There are two main challenges when quantifying fugitive methane emissions from landfills to the atmosphere: The spatial and the temporal variation of the emission. But the dynamic tracer gas dispersion method can help overcome these challenges.

14 November 2017

How much methane is being emitted to the atmosphere from landfills?

Biological degradation of organic material in anaerobic conditions will form methane which is known as a potent greenhouse gas. While some of the produced methane can be used for producing energy, a part of the methane in landfills is emitted to the atmosphere every year, increasing the warming of the atmosphere.  

Minimizing the emissions of methane into the atmosphere can thus contribute to revoking the current warming of the Earth.

But how can we be certain of the amounts of methane that are being emitted to the atmosphere from landfills?

Dynamic tracer gas dispersion method can help overcome spatial variation

Quantifying methane from landfills poses several challenges, the biggest of them being spatial and temporal variation of the emissions.

The spatial variation is specifically a major challenge, as emissions can occur from various soil cracks, wells or even migrate into neighbouring areas. This is a problem because these point sources at large areas are difficult to locate and quantify individually.   
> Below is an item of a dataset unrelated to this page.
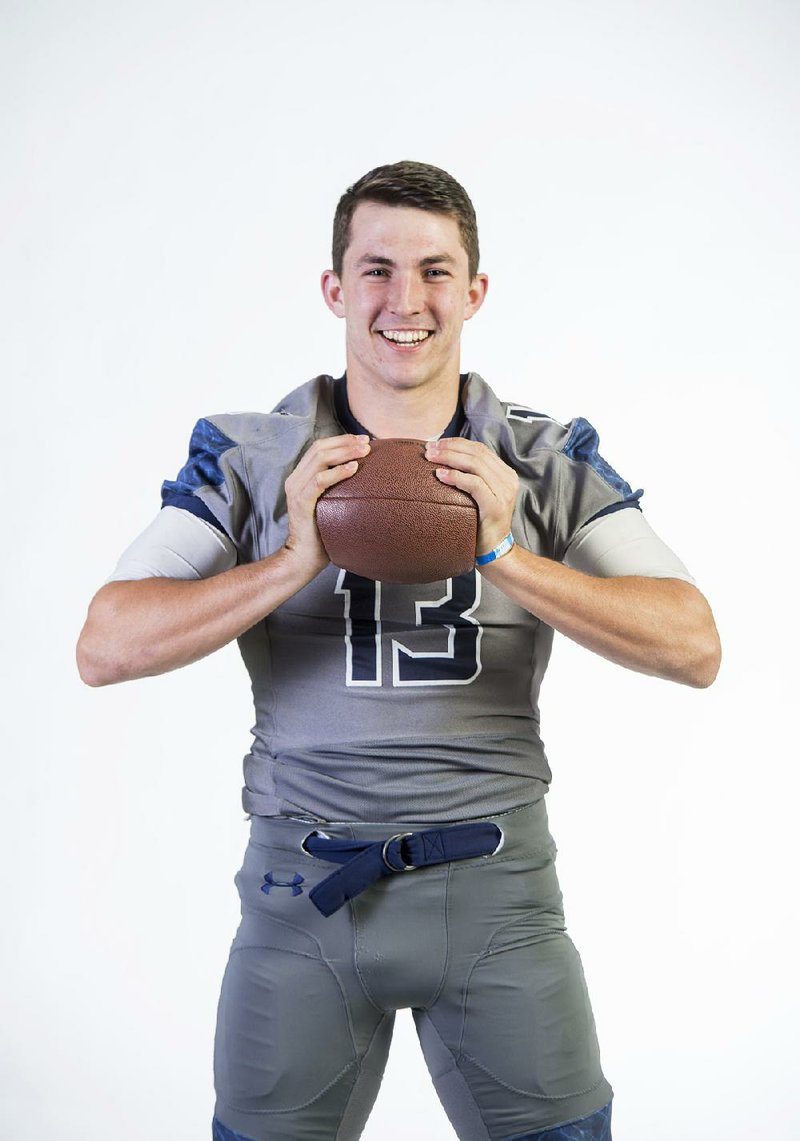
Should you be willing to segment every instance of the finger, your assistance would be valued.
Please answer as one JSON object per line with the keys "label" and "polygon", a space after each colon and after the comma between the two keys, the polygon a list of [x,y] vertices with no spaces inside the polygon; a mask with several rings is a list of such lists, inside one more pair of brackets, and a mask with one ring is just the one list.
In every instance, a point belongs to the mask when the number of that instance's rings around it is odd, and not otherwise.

To overcome the spatial emission variation, it is a good idea to measure the integrated emission from the whole landfills.

The dynamic tracer gas dispersion method makes it possible to measure the integrated emission. The method relies on release of a tracer gas close to the emitting source, e.g. near cracks and wells on a landfill, and subsequent downwind measurements of methane and the tracer gas. By comparing the downwind concentrations and knowing the release rate of tracer gas, the total methane emission from the emitting source can be calculated.

Temporal variation of the emission is under study using the dynamic gas dispersion method

The temporal variation is different from source to source. Research has shown that especially the atmospheric pressure plays a significant role in the temporal emission variation from landfills.

A measurement using the dynamic tracer gas dispersion method usually takes hours. To quantify an average emission from a landfill, it is therefore imperative to find the right period that represents a typical atmospheric condition for the location.  

Studies are currently made, using the dynamic tracer gas dispersion method, in longer periods and during stable and unstable atmospheric conditions, as well as with and without mechanical gas extraction from the landfills. The goal is to gain more knowledge about the emission dynamic to enable quantification in unstable conditions and relate these to an average/yearly emission.